Eventually, both the hermit and the forest maiden would come to rely on one another in a vain attempt to protect these woods, although no words would ever be spoken between them and they would only ever touch once at the tragic end. Still, Villtur will always look on these years as the most tranquil of his life, and forever seek to recreate the tranquility of his forest from these days.
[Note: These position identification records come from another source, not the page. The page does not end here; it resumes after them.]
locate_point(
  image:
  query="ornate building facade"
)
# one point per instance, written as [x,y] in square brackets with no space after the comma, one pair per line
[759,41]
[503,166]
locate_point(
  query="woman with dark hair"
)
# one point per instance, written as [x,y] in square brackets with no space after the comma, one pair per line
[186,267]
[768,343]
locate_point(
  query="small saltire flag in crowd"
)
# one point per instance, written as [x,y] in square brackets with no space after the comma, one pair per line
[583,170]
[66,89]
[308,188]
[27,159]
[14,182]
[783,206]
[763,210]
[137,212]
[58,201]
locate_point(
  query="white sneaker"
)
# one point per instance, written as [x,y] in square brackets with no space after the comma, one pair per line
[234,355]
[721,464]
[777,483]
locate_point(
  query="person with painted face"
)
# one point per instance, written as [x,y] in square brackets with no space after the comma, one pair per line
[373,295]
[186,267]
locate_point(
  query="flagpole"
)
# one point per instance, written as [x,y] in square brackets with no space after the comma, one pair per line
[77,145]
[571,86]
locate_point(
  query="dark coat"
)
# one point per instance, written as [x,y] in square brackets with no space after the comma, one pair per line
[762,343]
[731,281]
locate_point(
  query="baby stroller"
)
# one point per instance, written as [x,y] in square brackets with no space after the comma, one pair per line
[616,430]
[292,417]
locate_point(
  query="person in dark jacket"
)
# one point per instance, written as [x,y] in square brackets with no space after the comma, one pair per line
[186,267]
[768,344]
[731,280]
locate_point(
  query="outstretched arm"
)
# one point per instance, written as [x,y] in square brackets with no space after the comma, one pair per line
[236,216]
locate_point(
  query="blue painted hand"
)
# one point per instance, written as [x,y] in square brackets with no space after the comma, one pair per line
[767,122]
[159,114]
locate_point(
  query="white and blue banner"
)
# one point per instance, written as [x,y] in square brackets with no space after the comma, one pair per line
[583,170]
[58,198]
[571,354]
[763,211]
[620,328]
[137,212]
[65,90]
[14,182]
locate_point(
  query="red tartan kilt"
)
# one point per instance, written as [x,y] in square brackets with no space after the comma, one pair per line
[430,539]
Villtur never had an issue with the idea of animal husbandry at its core. The beasts of the earth were useful and strong, they could help men and dwarves do things that would otherwise be impossible. What he took issue with back at Citadel Felbarr was the complete disregard for the comfort and dignity of the animals they used. The dwarves were never cruel but they would spend no time or energy on the considering what their beasts of burden deserved. Old horses who served well for years but were now past their prime were not given an open field to spend their final years in: they were slain as soon as the grain they ate began to outcost their worth and used as food for the hounds. Milk cows were penned in as close as possible, not because the dwarves wanted to torment the animals, but because it was most efficient to fit more cows into the same space.
Likewise, Villtur saw nothing wrong with the hunt. predator and prey was part of nature itself. He hunted the forest avidly and not just for food. Pelts and furs were primarily what the folk of the trading post wanted, along with other natural treasures the hermit found. Certainly Villtur took a more primal approach to the hunt than most, preferring his spear to the bow, but he did not begrudge the humans harvesting the land with him.
However, 3 generations of humans had come and gone at the trading post during the 4 decades that Villtur lived his life of peace and solitude. It was the grandchildren of the good man who Villtur had worked for all those years ago in charge now, and the trading post had expanded from a single walled store into a full village.